By using more than the physical memory available, you'll definitely cause swapping at the rate of memory writes, and there's no way to avoid that.
由于虚拟内存的使用方式和不可交换的内核内存,几乎不可能确定应用程序可以访问多少已安装的内存。
我能想到的最好办法是允许用户配置用于缓冲的内存量。
报告的可用内存并不是真正的“可用物理内存”。很遗憾。
这可以通过使用自定义设备驱动程序、直接在内核空间中分配内存并通过
mmap()
提供对其的访问来完成。通常不推荐,但适用于像您这样的特殊情况。随着 Linux 内核开发的步伐,知识很快就会过时,所以请对我在这里所说的话持保留态度。您可以尝试使用以下内容:
SysV 共享内存。一般是不换的。请参阅
man shmget
。tmpfs - 内存文件系统。至少在早期的 2.6 内核中,内存被固定到 RAM,因此不可交换。要将其用作内存,请在 tmpfs 上创建一个文件,
write()
将某些内容写入该文件(以强制实际分配内存),然后 mmap() 该文件。Due to how virtual memory is used, non-swappable kernel memory, it is nearly impossible to identify how much of installed memory can be accessed by an application.
Best I can come up with is to allow user to configure how much memory to use for buffering.
Reported free memory is not really "free physical memory." Unfortunately.

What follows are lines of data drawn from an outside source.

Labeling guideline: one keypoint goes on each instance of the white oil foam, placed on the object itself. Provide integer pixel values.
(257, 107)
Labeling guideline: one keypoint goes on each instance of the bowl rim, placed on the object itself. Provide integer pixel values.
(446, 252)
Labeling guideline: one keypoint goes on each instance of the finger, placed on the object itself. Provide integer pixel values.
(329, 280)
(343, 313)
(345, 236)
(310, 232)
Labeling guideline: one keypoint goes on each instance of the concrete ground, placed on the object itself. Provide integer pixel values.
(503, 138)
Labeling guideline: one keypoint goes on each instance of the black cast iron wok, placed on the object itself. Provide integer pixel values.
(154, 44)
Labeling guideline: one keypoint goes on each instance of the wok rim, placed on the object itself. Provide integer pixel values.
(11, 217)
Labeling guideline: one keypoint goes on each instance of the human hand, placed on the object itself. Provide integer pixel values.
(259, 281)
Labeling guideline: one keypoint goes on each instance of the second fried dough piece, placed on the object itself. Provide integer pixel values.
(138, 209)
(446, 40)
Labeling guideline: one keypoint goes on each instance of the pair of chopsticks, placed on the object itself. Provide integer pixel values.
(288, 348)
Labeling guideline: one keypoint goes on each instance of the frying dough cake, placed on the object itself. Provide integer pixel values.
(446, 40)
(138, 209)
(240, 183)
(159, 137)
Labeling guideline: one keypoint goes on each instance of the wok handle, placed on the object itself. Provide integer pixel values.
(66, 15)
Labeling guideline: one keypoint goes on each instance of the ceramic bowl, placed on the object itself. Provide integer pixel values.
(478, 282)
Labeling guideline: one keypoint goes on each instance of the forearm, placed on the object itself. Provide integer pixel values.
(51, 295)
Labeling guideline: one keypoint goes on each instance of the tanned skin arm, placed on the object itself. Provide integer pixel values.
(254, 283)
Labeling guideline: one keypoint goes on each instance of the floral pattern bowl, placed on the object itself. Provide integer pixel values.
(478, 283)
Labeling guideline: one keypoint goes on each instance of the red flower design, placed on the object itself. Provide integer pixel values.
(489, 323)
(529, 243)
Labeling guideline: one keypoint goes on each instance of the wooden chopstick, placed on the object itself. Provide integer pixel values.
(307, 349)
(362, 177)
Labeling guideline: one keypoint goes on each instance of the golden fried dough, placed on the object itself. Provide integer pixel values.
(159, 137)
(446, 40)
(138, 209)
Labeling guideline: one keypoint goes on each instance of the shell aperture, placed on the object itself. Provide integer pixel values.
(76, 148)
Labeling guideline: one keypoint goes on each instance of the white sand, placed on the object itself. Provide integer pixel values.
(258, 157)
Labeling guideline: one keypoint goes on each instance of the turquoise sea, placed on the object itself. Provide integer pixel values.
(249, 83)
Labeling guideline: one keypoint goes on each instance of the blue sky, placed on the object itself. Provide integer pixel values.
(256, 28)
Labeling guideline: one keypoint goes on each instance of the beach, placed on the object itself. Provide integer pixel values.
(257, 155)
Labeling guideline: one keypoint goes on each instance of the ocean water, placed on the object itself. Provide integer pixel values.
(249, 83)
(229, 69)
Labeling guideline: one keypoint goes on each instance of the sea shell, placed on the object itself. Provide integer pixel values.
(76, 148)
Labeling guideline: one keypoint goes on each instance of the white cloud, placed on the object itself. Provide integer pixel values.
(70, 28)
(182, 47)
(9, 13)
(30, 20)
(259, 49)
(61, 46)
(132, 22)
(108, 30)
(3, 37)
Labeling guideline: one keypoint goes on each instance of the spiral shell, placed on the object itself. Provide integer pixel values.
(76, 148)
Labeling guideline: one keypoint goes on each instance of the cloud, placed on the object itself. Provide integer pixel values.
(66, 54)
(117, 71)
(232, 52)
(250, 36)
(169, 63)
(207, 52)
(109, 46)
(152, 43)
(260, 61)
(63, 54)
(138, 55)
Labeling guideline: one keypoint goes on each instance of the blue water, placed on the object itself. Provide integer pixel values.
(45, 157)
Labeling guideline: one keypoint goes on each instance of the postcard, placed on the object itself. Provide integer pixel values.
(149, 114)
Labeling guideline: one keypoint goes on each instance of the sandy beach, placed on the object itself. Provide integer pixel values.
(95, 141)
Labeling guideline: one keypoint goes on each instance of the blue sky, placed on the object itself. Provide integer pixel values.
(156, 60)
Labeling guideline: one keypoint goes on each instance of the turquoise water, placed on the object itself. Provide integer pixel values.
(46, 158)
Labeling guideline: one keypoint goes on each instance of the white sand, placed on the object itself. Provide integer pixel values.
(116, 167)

That can be done by using a custom device driver, allocating memory directly in kernel space and providing access to it via
mmap()
. Generally not recommended, yet would works in specialized cases such as yours.At pace of the Linux kernel development, knowledge becomes obsolete quite fast, so take with grain of salt what I'm saying here. You can try to play with the following:
SysV shared memory. It is generally not swapped. See
man shmget
.tmpfs - in-memory file system. The memory was pinned to RAM at least in early 2.6 kernels and thus was not swappable. To use it as memory, create a file on tmpfs,
write()
something into the file (to force the memory being actually allocated) and then mmap() the file.